Hi, I’m trying to add int8 quantization to my autotvm tuning. for that, I simply copied those lines from @vinx13’s benchmark while extracting the tasks:
with relay.quantize.qconfig(store_lowbit_output=False):
model["main"]= relay.quantize.quantize(model["main"], params=params)
tasks = autotvm.task.extract_from_program(model["main"], target=target,
params=params, ops=(relay.op.nn.conv2d))
But this gives me an error like:
Traceback (most recent call last):
File "./auto_tune.py", line 52, in <module>
tasks = extract_tasks(model, params, target, quantize=True)

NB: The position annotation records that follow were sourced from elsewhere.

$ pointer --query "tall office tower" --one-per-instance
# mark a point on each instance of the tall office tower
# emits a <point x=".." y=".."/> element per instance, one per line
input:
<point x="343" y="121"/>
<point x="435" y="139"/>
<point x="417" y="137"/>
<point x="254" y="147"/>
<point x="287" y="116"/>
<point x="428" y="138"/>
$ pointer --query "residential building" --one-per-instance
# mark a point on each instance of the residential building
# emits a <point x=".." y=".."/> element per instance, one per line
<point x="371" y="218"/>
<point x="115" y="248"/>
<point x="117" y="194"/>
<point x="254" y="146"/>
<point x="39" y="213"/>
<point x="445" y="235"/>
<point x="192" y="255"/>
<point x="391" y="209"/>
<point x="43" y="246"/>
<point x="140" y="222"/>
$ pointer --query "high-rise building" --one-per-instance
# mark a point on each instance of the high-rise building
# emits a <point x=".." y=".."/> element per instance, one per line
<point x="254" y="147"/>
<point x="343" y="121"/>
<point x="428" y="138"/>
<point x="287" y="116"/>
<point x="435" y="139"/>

File "/home/can/Dev/tvm_wd/tuning_utils.py", line 51, in extract_tasks
model["main"]= relay.quantize.quantize(model["main"], params=params)
File "/home/can/Dev/tvm/python/tvm/relay/quantize/quantize.py", line 339, in quantize
mod = prerequisite_optimize(mod, params)
File "/home/can/Dev/tvm/python/tvm/relay/quantize/quantize.py", line 310, in prerequisite_optimize
mod['main'] = _bind_params(mod['main'], params)
TypeError: 'Function' object is not subscriptable
Then I remove the ['main']
parts after mod
and modified it as mod= relay.quantize.quantize(mod, params=params)
this time I get another error like:
Exception in thread Thread-1:
Traceback (most recent call last):
File "/usr/lib/python3.6/threading.py", line 916, in _bootstrap_inner
self.run()
File "/usr/lib/python3.6/threading.py", line 864, in run
self._target(*self._args, **self._kwargs)
File "/home/can/Dev/tvm/python/tvm/autotvm/task/relay_integration.py", line 56, in _lower
opt_mod, _ = relay.optimize(mod, target, params)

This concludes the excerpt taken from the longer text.